Just run the proc at the publisher or the subscriber (whichever one has the missing rows) and then synchronize – job done!
We need to know why some data is missing at the subscriber. This is after synchronization and no errors have been reported. One thing to check is see if someone has run a BULK INSERT statement.
For example consider the one below.
It inserts data into a merge-replicated table and looks innocent enough:
BULK INSERT testmergedb..tCity
WITH (FORMATFILE = ‘C:\Snapshots\SSISMerge\Cities\cities.fmt’);
However if I run the following to see what is waiting to go to the subscriber I see that there are no rows ready!
By default the BULK INSERT statement doesn’t fire triggers and remember that merge replication adds insert/update/delete triggers to replicated tables in order to log all changes to them, so if the triggers are not fired merge doesn’t know of the change. There is an additional parameter we need to make sure the developers use: “FIRE_TRIGGERS” as below.
BULK INSERT testmergedb..tCity
WITH (FORMATFILE = ‘C:\Snapshots\SSISMerge\Cities\cities.fmt’, FIRE_TRIGGERS);
Now when we check the pending changes we see it there and it’ll go to the subscriber now.
I’ll do a separate post to explain how to fix this type of issue if it has already happened!
In replication there will always be a delay – post SQL 2000 it is never using a distributed transaction – so the choice for the agent job is a continuous schedule or a repeating one. I always use a repeating schedule for my jobs. If I need them to run quickly this could be every 5 mins. One reason is the problematic accumulation of history records that are not removed.
Have a look below. I’m checking for the oldest record in the msmerge_history table and it is 1st Jan 2017. However manually running the cleanup procedure to remove all history older than 2 days shows 0 records deleted!!!
So – the history records keep accumulating in the distribution database.
This is because the filter in the cleanup proc to remove records looks at the datetime in the session history. As the merge agent runs in one session it continually updates the session time. So for the cleanup query it seems that the history records have always all just been created. Really this is a logic bug in the cleanup proc but since it has always been there either you let the history table get huge or you need to restart the merge agent. Remembering to do this is a pain – so that’s one reason why I use a repeating schedule!
When looking at the subscriber we may find that there are rows missing, although synchronization works without errors. I mentioned BULK INSERTS as one possible cause. Here we look at another – “Fast Loads”.

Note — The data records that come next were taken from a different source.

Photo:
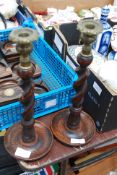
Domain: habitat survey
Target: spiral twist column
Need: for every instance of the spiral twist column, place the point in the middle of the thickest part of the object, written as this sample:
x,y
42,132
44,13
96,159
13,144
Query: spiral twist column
x,y
75,127
29,139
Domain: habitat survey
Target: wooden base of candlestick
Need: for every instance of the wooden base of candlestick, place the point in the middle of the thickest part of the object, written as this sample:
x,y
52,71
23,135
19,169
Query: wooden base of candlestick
x,y
73,137
34,150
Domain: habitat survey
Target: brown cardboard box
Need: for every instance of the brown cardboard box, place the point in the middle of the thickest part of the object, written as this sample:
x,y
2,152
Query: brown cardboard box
x,y
42,5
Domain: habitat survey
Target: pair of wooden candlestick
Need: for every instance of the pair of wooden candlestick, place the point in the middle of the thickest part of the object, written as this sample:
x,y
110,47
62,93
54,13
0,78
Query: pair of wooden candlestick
x,y
31,140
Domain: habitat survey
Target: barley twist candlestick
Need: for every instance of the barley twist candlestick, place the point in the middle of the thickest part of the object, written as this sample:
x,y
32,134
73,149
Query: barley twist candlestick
x,y
30,139
75,127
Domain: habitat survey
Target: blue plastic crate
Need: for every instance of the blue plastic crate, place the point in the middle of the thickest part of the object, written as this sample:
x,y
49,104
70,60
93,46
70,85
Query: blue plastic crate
x,y
5,33
59,78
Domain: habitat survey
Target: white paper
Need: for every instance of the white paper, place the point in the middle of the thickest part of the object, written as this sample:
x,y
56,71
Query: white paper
x,y
97,88
22,153
50,103
73,140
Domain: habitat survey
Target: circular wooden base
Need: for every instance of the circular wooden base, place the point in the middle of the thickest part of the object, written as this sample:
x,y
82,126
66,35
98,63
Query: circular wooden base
x,y
73,137
28,151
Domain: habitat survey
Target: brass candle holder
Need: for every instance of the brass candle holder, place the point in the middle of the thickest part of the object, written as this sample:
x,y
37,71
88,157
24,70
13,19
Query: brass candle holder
x,y
29,139
74,127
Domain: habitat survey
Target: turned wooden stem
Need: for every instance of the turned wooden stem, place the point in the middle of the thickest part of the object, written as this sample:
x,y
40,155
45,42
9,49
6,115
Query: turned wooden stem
x,y
23,39
89,30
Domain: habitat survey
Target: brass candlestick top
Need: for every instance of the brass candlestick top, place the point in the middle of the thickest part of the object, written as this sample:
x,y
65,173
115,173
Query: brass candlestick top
x,y
75,127
30,139
89,30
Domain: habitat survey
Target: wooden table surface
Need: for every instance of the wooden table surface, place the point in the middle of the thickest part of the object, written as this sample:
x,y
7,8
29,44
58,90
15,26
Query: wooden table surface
x,y
60,152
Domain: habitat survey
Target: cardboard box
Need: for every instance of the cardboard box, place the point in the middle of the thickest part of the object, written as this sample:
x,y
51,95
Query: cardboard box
x,y
101,103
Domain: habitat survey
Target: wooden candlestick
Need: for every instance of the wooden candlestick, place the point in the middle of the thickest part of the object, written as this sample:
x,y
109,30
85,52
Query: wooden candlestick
x,y
30,139
75,127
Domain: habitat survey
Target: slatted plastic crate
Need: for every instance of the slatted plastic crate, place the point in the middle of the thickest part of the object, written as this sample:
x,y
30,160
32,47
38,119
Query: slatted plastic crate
x,y
58,77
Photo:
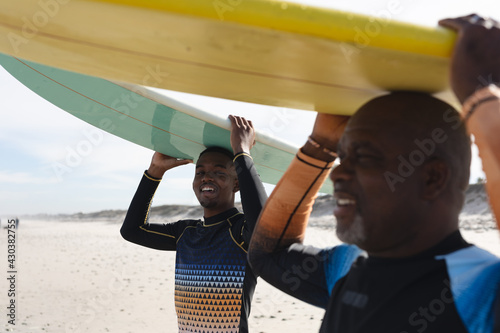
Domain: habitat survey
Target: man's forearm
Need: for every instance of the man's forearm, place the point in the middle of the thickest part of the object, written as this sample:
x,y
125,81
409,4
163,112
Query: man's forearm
x,y
285,215
484,124
253,194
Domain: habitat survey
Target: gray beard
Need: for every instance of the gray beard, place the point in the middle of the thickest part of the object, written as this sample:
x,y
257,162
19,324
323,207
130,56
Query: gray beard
x,y
354,234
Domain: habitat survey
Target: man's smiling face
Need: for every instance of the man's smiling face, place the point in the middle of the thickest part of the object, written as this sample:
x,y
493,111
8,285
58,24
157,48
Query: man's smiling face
x,y
215,183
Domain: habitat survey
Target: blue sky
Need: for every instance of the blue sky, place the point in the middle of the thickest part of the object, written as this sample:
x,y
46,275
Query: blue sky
x,y
36,138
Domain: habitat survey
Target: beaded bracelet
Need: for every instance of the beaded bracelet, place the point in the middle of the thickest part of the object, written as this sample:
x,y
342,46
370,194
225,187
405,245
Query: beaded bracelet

If the developers are using SSIS to insert data into a merge-replicated table, open their SSIS pakages and have a look at the data flow task:
In particular look at the properties of the OLEDB Destination:
The default Data access mode is to perform a “Table or view – fast load”. This works incredibly quickly but it doesn’t fire table triggers and merge needs triggers to know what data to replicate. So – tell the devs to use “Table or view” and data will get replicated just fine :). I’ll do another post to explain what to do if the data is already messed up and you need to repair it.